Vol. 9, No. 2, BOOK REVIEWS, Guanie LIM


Contents>> Vol. 9, No. 2

The Defeat of Barisan Nasional: Missed Signs or Late Surge?

Francis E. Hutchinson and Lee Hwok Aun, eds.
Singapore: ISEAS Publishing, 2019.

This book unpacks Malaysia’s 14th general election (GE-14) of May 2018. Facing the long-ruling Barisan Nasional (BN) administration, the freshly configured opposition bloc, Pakatan Harapan (PH), emerged triumphant, seemingly against all odds. It has been two years since that eventful day, but what do we make of the election?

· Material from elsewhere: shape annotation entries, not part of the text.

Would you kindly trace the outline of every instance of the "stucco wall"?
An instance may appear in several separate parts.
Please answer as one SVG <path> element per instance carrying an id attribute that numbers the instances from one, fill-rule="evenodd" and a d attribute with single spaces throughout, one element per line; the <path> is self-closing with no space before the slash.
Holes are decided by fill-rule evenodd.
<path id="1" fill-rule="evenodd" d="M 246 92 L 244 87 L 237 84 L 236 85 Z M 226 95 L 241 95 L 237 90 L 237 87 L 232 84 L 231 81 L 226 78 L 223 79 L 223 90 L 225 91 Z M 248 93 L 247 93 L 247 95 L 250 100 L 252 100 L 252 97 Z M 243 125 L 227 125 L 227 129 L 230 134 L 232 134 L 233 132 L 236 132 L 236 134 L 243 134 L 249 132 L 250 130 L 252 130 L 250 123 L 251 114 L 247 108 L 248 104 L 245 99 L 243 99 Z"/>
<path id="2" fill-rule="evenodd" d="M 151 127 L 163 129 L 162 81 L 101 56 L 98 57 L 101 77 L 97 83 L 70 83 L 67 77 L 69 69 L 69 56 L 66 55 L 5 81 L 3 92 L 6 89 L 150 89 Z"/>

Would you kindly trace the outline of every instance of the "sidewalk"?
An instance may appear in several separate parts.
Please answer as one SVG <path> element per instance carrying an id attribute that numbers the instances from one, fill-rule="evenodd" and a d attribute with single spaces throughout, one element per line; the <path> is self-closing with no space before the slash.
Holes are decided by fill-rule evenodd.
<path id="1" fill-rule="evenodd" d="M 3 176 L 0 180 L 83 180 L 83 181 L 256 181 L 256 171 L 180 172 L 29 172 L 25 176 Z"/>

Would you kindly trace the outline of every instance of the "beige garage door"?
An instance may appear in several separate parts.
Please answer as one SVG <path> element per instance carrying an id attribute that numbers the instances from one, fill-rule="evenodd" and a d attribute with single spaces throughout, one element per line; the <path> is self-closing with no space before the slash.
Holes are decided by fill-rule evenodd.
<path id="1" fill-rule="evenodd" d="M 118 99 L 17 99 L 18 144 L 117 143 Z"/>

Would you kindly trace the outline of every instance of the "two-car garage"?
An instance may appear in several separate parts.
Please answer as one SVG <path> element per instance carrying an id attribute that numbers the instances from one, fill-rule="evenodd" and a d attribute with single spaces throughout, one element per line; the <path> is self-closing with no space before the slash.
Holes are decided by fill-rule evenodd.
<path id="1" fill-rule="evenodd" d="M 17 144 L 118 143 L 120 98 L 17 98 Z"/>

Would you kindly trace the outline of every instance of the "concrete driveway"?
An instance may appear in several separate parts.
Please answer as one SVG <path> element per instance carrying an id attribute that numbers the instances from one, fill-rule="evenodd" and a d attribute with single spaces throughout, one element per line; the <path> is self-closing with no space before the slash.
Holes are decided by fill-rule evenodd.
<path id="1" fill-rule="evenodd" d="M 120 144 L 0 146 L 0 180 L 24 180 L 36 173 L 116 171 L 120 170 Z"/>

Bringing together ISEAS–Yusof Ishak Institute researchers and a group of selected collaborators, this book presents 23 chapters covering four angles: campaign dynamics, important trends among key interest groups, local-level development in key states, and personal perspectives from a selection of GE-14 participants.

The core message of the book is the post-event unpacking of the chink in the armor of the mighty BN and how it manifested itself during GE-14. For instance, Chapter 2 (by Kai Ostwald) details how the electoral system was in favor of the incumbent, shedding light on electoral manipulations, mass media partiality, money politics, and ethnic slants. By extension, defeating the BN required a coalition that featured many of the former’s key attributes, especially the Bumiputra-centric orientation. The importance of this requirement was reflected in the first Cabinet composition of PH. As astutely observed by Ostwald, parties that could attract Bumiputra, rural, and East Malaysian voters received over half of the Cabinet positions (14 of 27) despite securing only about one-quarter (32 of 121) of PH’s total seats. Ostwald dampens the expectation that post-GE-14 reforms will be smooth sailing or linear, as many imprints of the old administration—more because of political expediency than moral considerations—will likely survive into the coming years of Malaysian politics.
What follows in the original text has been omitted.